Sunday, January 22, 2012
(Click on cartoon to enlarge.)
It's time for some more info about Saloons of the Old West. My progress has not been very fast reading this book by Richard Erdoes, but haven't had the time for much reading.
Chapter 11 covered the gambling that took place in the saloons and parlors; the most well-known gamblers like Doc Holliday; the games played, e.g., poker and faro the most popular, and monte, roulette, 21, etc.; the largest and smallest pots; and the demise of public gambling.

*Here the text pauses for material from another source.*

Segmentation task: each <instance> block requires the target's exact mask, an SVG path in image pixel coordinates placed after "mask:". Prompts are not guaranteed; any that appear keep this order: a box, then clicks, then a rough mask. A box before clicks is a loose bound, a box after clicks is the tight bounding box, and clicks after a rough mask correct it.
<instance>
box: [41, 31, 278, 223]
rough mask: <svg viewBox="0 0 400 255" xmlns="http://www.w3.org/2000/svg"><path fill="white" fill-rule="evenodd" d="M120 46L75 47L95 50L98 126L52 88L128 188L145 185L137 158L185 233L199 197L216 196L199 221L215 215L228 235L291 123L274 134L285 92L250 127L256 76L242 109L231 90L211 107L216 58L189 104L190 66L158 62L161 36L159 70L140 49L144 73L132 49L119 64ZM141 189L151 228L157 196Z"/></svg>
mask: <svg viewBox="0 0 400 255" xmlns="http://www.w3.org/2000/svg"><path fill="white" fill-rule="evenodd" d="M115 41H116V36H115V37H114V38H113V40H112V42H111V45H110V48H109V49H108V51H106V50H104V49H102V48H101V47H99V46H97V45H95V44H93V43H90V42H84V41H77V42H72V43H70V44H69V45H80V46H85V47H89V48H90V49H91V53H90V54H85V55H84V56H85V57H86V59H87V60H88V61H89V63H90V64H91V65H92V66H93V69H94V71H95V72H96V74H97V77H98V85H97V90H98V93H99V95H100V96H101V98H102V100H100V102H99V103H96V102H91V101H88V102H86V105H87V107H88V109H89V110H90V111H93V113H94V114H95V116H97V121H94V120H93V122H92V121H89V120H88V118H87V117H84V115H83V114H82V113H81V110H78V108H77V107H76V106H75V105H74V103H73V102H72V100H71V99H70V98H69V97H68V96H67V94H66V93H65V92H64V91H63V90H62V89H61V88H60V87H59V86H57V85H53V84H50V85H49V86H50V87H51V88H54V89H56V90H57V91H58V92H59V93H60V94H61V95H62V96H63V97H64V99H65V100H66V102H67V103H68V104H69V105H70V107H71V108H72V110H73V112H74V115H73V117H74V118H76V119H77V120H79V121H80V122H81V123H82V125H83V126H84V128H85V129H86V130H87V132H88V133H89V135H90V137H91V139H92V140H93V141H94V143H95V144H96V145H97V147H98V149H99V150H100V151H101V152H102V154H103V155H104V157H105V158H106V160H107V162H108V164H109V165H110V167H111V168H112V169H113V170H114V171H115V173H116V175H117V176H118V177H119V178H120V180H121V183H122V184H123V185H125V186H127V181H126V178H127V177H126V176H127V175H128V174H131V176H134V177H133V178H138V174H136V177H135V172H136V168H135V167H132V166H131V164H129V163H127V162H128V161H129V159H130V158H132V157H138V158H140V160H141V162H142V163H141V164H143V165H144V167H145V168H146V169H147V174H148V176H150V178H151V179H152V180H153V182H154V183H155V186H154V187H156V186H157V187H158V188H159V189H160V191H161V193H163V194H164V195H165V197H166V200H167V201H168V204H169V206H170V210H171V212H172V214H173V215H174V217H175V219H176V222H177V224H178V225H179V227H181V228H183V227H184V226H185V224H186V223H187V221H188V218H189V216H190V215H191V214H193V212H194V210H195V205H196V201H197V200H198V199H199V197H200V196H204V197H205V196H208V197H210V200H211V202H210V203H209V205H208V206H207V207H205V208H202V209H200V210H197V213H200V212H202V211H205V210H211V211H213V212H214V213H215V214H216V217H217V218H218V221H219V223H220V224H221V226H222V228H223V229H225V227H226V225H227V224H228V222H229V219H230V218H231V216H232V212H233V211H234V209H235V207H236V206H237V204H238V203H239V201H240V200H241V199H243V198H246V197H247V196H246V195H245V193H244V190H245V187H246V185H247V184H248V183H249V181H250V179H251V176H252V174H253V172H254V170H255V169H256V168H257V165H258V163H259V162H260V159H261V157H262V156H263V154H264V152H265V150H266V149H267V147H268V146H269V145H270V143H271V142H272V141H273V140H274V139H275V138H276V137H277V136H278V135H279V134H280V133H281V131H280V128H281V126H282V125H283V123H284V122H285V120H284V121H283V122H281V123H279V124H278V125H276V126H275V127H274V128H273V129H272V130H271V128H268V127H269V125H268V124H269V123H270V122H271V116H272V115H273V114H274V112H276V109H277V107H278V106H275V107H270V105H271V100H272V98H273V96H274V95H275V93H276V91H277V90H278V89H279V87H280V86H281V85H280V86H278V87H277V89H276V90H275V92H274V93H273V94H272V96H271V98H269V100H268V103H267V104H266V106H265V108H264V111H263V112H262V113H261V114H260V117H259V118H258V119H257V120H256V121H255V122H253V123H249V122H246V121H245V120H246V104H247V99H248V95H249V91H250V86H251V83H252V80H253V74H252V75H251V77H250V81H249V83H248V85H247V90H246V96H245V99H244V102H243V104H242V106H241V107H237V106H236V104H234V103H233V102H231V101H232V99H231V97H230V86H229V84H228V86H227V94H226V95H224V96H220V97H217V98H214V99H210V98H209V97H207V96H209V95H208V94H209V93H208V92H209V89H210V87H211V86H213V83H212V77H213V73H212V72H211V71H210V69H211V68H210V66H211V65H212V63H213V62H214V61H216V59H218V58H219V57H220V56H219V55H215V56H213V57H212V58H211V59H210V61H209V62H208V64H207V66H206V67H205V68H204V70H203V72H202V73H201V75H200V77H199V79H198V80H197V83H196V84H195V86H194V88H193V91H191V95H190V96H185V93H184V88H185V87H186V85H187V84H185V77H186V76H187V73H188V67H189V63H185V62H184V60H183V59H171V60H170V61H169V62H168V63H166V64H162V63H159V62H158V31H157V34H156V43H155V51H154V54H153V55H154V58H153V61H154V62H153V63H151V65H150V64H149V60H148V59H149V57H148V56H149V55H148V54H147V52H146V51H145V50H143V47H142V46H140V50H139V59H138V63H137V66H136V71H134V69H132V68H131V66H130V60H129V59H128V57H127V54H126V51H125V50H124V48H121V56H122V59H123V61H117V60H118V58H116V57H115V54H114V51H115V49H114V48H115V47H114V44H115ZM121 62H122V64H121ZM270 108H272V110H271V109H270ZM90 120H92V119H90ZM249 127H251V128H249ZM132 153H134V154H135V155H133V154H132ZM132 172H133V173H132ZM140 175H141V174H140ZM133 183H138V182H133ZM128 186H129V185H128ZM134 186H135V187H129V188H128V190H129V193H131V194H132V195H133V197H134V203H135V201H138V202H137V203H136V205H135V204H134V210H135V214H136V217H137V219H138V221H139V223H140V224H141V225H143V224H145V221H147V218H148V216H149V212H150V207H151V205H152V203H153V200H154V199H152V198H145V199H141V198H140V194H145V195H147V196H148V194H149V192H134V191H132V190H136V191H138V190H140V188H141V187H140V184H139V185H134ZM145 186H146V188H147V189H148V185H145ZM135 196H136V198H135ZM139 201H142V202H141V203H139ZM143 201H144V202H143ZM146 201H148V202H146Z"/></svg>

Chapter 12 delineates the use of the saloons as places of grand entertainment to draw in the customers. They tried about everything in the way of shows, like dogs vs. dogs, dogs vs. rats, bull vs. bear, etc., to draw a crowd. Then someone got the idea of building theaters and opera houses as annexes to the saloons to show that the West had culture. These people brought in the likes of Sarah Bernhard, Adah Menken, Lola Montez, and even Helen Modjeska to dance and warble there way into the hearts of the cowboys, miners, ranchers, gamblers and what have you. I like the opera, but can't stand all the interruptions for singing.
Chapter 13 - Women in the Saloons. There were the hurdy gurdy's, pretty waiter saloons, honky tonks, concert saloons, fandango saloons and no matter what it was called, it was a place where women workers sold drinks at high prices and the cowboys, miners, and etc., spent their payday money on drinks for the girls and themselves.
There are a few more chapters not read yet, but it is getting toward the end. What am I going to use for emergencies after that when I come up short and need a blog subject? Darn, (he says) another problem to add to my list, but I have just the tome for this, Entrepreneurs of the Old West, by David Dary. Now that sounds like it may just fit the bill.